Me and my fiancee (Sue) had tripped a year before and had a fantastic time, so we thought we'd do it again for her birthday. I got a hold of an eighth ounce or so and she and I took the day off from work.
We had cleaned the house, getting rid of clutter and then turned on plenty of cozy lights...lava lamps, purple christmas lights, etc. I'm really into setting the mood, so we made sure our environment was comfortable and pleasant.
9am. We opted to consume the shrooms by mincing them up and putting them on some leftover chicago style pizza from the night before. I had eaten about half of mine when Sue blurted out, "there are worms." I looked down at her pizza, and sure enough, there was a squiggly little white worm about 2 or 3 mm long. Quite a shock, and it grossed us out. I pointed out that mushrooms grow in the dirt, and if a few worms were in there, it's natural. Besides, we spent a pretty penny on these mushies. So for 15 minutes we painstakingly searched, removing about 4 or 5 worms before we declared the shrooms WORM FREE.

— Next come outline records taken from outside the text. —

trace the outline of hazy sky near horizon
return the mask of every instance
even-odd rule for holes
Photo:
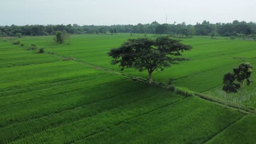
[[[256,22],[256,0],[0,0],[0,25]]]

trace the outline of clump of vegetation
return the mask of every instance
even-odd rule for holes
[[[28,51],[31,51],[31,50],[36,50],[37,49],[38,49],[38,46],[34,44],[31,44],[30,45],[28,46],[28,47],[27,49],[27,50]]]
[[[246,85],[249,86],[252,81],[250,79],[252,73],[253,66],[249,63],[243,63],[238,65],[238,68],[235,68],[233,69],[235,77],[237,82],[240,84],[241,95],[239,100],[238,111],[240,110],[242,100],[243,99],[243,92],[244,82],[246,81]]]
[[[184,51],[191,49],[191,46],[166,36],[155,40],[149,38],[129,39],[120,47],[112,49],[108,55],[114,58],[111,64],[120,63],[121,70],[125,68],[134,68],[139,71],[147,70],[149,83],[151,83],[152,73],[154,71],[162,71],[172,64],[188,60],[181,56]]]
[[[63,57],[62,58],[62,61],[70,61],[71,59],[72,59],[72,57]]]
[[[230,39],[235,39],[236,38],[235,37],[233,37],[233,36],[230,37]]]
[[[67,33],[65,31],[62,32],[56,31],[54,40],[58,44],[63,44],[66,40],[70,41],[70,34]],[[70,44],[70,42],[68,44]]]
[[[44,53],[44,49],[40,48],[38,50],[38,53]]]
[[[166,86],[166,88],[168,91],[172,91],[172,92],[175,91],[175,89],[176,89],[176,87],[175,87],[175,86],[174,85],[167,85]]]
[[[13,42],[13,44],[14,44],[14,45],[19,45],[19,44],[20,44],[20,41],[14,41],[14,42]]]
[[[173,79],[169,79],[169,80],[168,80],[167,84],[170,85],[173,85],[174,84],[173,81],[174,81],[174,80]]]
[[[211,38],[213,39],[216,34],[216,33],[214,31],[212,31],[211,33]]]
[[[192,97],[194,95],[194,92],[189,89],[177,87],[175,88],[175,92],[177,94],[179,94],[185,97]]]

We continued eating the pizza (which was probably a bad choice of delivery method, due to the pizza's greasy and heavy feel) until Sue began to feel nauseated. She has a sensitive stomach, and the thought of ingesting worms upset her. Her nausea soon grew unbearable, and she jumped from the table and puked into the trash can. This bummed us both out, and as I tried to comfort her she snapped at me, and then insisted that she was finished and I should eat her remaining dose. Reluctantly, I went ahead.
9:30am, she was slightly grumpy and retreated to her room while I waited for things to kick in. I felt bad that things weren't going as planned, and within 20 minutes or so began to feel nauseated myself. I sat on the toilet staring at this blue star shower curtain, waiting for it to crawl...feeling my temperature rise. It was definitely beginning, and my stomach grew more sick. I wanted to be with Sue, but she told me to leave her alone. That upset me more, and I began to feel uncomfortable. I tried to put on some Deathray -- a fun, upbeat album we like -- and sing along to lift my spirits, but it was no dice. My breathing got shallow and I felt extremely agitated and twitchy, almost like I had drank several cups of coffee.
Sue entered the living room and we laid on the sofa for a while, talking. One of the best memories of our first trip was playing with a small customizable action figure, so I brought him out...but it wasn't much fun, and I felt sick. Here I realized how high my expectations were, and that nothing was measuring up to how I imagined it. My physical discomfort returned. Hot flashes, shakes, nausea. I attempted to get on my computer and work on some music, but couldn't figure out the software and just listened instead. It sounded vast.
I decided to play Animal Crossing. I took the controller in my hand but couldn't comprehend the controls. And then...I melded with it and the character on screen became an extension of myself. The game was amazing...the eye-popping patterns, hilarious animal characters. I tried to catch a bug sitting on a tree, but he flew away with a funny "bzzzz" sound. We laughed a lot at that, and upon finding a second bug Sue whispered, "creep on him!" So I crept slowly up, net ready, and caught a beetle. The world of that game delighted me. Visually it was astounding, and I was in high spirits.
But every so often I would glance up and see the kitchen table where we ate the pizza...and found the worms. With Sue barely tripping and thus largely silent, much of the time I was lost in my own thoughts. My mind kept coming back to the worms. Were they inside me? Was I safe? What would happen? Are they going to grow, like tapeworms? Will I have a disease? I could almost feel them wriggling inside of me. I couldn't take my mind off it, and I was so jittery that I felt panicky. I knew intellectually that it was all in my head, but hey, intellect wasn't running the show. I was scared.
At this point Sue suggested we watch Old School, so we popped it in and laughed a lot. Even then, two things bothered me. One, the worms. Two, Sue's disappointment/disapproval that I felt. At one point I looked over at her, curled under a blanket with her long hair falling over her face, and she looked like the little girl from THE RING, which also scared the crap out of me. I wished she would talk to me more, and share ideas, etc, but she didn't feel like talking other than the occasional complaint that she wasn't really tripping.
The trip wasn't very intense as far as visuals, disconnection, or that intangible feeling of innocence and wonder. It was basically hypercharged paranoia. Eventually I felt the effects dissipating and was glad. We headed to the grocery store, and by that time things had subdued to where I felt this cool sense of awareness...being around people was nice...I felt calm, at peace, and thought about how to go about being a better person.
In the end, despite the overall bad vibes, I realized that I often set my expectations too high and shouldn't be disappointed when things don't turn out the way I envisioned. It's all just life, a roll of the dice. All my preparations had only served to limit my experience. They had intended to make me feel safe, but only made me feel trapped. Not only that, but I worry far too much about Sue's state of mind and whether or not she's happy, when I should let it go and focus on myself.
In any case, it was scary at times and I had a HELL of a headache for the remainder of the day, but I've grown a lot since then and am ready to give it another try with a more laid-back attitude (and hopefully no more worms.)